After the original LBP was proposed, researchers have continuously proposed various improvements and optimizations.

Circular LBP operator

The original LBP feature uses the gray value in a fixed neighborhood. When the scale of the image changes, the encoding of the LBP feature will change, and the LBP feature will not be able to correctly reflect the texture information around the pixel. Made improvements. The biggest defect of the basic LBP operator is that it only covers a small area within a fixed radius, and is only limited to a 3*3 neighborhood. It cannot extract the required texture features well for large-scale structures of larger images. Therefore, the researchers extended the LBP operator.

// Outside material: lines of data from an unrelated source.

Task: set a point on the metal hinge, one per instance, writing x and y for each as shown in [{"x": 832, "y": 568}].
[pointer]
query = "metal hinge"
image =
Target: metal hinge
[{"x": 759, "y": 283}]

New LBP operator $LB{P}_p^R$Calculate the eigenvalues ​​of different radius neighborhood sizes and different pixel points, where P represents the number of surrounding pixels, R represents the radius of the neighborhood, and at the same time expands the original square neighborhood to a circle. The following figure shows three kinds of expanded An LBP example where R can be a decimal:

For a point that does not fall to an integer position, its gray value can be calculated by using bilinear interpolation method according to the gray value of the two nearest integer position pixels in the track.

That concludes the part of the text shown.